As they say...one step at a time.

OK that is my weekly cliche fix over with, it's healthy for me to get it out.

I'm at the end of a few tough months well and truly into the winter. The sun set today before 4 and it's definitely chilly outside, I've ventured out on more than one training session in the past few weeks in my terrifying winter balaclava...


Definitely gives the members of the public a good scare when I storm past.

Anyway I was meant to be writing about my weekend.

I received an email a few months ago from a local runner, Robbie Simpson, of Banchory (10 miles away). Rob's 18 and is already a very well established mountain runner. Of a similar mentality to my own, there's no way to beat the big guys unless you get out there and race them. So he's been out racing the big boys over the past year and hasn't done too badly at all. Top 20 at Junior World Champs in the summer plus a hoard of other top 5 and top 10 results in Senior events all over during the past 12 months.

He also bagged himself a spot on the Saab Salomon Outdoor Team, pretty jealous as Salomon have some wicked cool shoes, you can check out the team page here http://www.saabsalomonoutdoorteam.com/team/robbie-simpson/

Annnyway, as most of you know my running is still in its development stage...so the crazy part of my brain thought it would be fun to head out with him on a training run, 1.5 hours, off road, up hills. Luckily he is a cool dude so I quickly forgot about the sore legs and we had a blast, bashing around the hills and sliding all over the trails.
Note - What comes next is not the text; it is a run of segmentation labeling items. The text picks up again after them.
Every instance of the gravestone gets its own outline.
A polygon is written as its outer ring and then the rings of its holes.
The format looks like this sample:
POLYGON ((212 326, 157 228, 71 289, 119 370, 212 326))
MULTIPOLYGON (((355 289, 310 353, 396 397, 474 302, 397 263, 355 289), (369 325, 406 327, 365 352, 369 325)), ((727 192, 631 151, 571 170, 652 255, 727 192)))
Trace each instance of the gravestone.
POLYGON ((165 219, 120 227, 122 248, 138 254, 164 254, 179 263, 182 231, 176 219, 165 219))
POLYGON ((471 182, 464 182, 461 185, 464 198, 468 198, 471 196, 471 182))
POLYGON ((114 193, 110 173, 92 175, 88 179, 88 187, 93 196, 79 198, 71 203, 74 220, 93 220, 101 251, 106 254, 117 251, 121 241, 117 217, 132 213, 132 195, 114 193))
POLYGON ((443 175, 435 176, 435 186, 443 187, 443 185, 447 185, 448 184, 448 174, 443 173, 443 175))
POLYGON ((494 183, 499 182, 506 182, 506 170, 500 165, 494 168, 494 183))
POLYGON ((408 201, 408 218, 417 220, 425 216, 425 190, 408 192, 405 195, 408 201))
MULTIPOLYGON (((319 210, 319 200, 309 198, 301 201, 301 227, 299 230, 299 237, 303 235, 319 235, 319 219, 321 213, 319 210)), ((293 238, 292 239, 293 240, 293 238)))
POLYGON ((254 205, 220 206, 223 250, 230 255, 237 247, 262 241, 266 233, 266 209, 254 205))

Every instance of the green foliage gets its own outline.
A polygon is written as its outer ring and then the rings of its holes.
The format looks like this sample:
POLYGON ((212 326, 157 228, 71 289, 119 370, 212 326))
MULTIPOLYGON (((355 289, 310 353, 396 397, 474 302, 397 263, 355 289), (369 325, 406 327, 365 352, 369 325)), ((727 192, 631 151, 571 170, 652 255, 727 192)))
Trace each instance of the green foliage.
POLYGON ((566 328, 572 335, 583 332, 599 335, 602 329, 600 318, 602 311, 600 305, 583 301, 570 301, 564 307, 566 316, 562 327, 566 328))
Damn those mountain runners can storm downhill.

Afterwards we headed out on the MTBs for a recovery spin, I even had another ninja mtb skills moment (for a quick refresher on my previous mtb exploits see reference link here http://michaeladams-triathlete.blogspot.com/2009/10/you-wish-you-had-camera.html ) where I managed to skid, drop the bike and launch myself off all in the same millisecond...landing miraculously on my feet a few yards down the path. Good times.


Anyway, the next day Rob entered and won a local trail race...while I was still nursing the sore ankle and quad from the day before. Damn Crazy Runners

2 comments:

Unknown said...

Hello mate,

I'm a fellow triathlete a little further down the curve from you. I was writing to ask you about your swimming and running. In those senses were are probably the direct opposite - I've always competed in athletics, you in swimming. What advice would you have for me to improve quickly?
As you have yourself said, your running is what you're working on. What are your aims for this year? Do you think you'll be able to realistically get it good enough to compete with the top guys in 2010?

Take it easy,

Phil

Michael Adams said...

Hey Phil,

To improve quickly in swimming? Unfortunately the thing with swimming is that it relies very heavily on technique, which comes from spending hours and hours in a pool. My best advice would be to spend as much time as possible (at least 3 or 4 hours a week) in the pool, almost entirely front crawl working on your technique, once you get towads spring time you could start to introduce more and more speed work. As for now though I'd work on steady swimming and drills. FC pull using a pull buoy can be useful as can things like taking 3 strokes then letting the thrid stroke glide out so you extend your hand far out infront of you and hold kicking for about 5seconds. Basically you just need to get comfortable in the water and the speed will come.

For me? All I can do is train as hard as I can, I've seen some of the top guys train and I know I have what it takes to match their training programmes. Thats what I am doing now, whether or not it translates into the racing environment successfully is another story. All I can do is train the best I can every day, if you do that hopefully the racing will take care of itself.

...do I realistically think I'll have my run legs by next summer?